Weather can be the wild card for water quality. Heavy rains scour soils, bringing nutrients to the lake. High winds can break down stratification to mix phosphorus-rich bottom waters into the growing zone to trigger algal blooms. Early ice-out and late ice-in expand the growing season for algae and warm lake waters beyond that which is healthy. Weather stations located onboard LEA’s instrumented buoys are adding crucial information to the mix of knowledge. With buoys providing oxygen and temperature profiles every 15 minutes, we can track the impact wind is having on stratification and oxygenation.

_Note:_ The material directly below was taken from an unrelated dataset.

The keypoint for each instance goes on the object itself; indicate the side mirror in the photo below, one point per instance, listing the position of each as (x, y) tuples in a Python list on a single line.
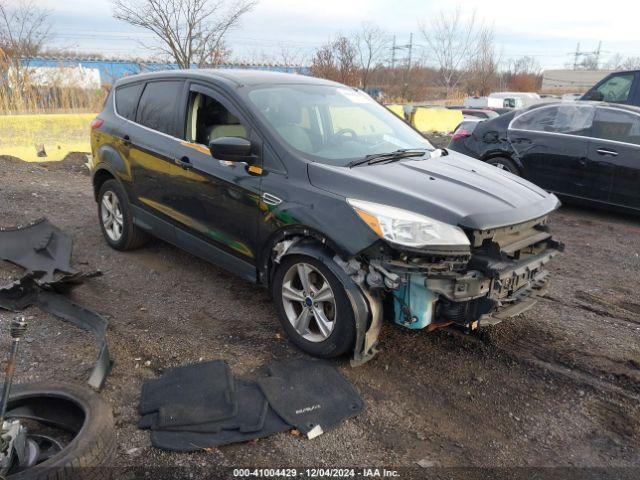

As you can see, water quality and tipping points are complex topics. There are many factors interacting with each other. As data is gathered, a clearer and clearer picture merges of how fragile each unique lake is. Though the volume of data may sometimes seem overwhelming and confusing, a sort of “melody” emerges if you “listen” to each of the “rhythms and sounds” generated by the data. Drawing conclusions is an art and a science because the relationships and interactions of factors sometimes defy rigid scientific rules, requiring intuition to draw conclusions.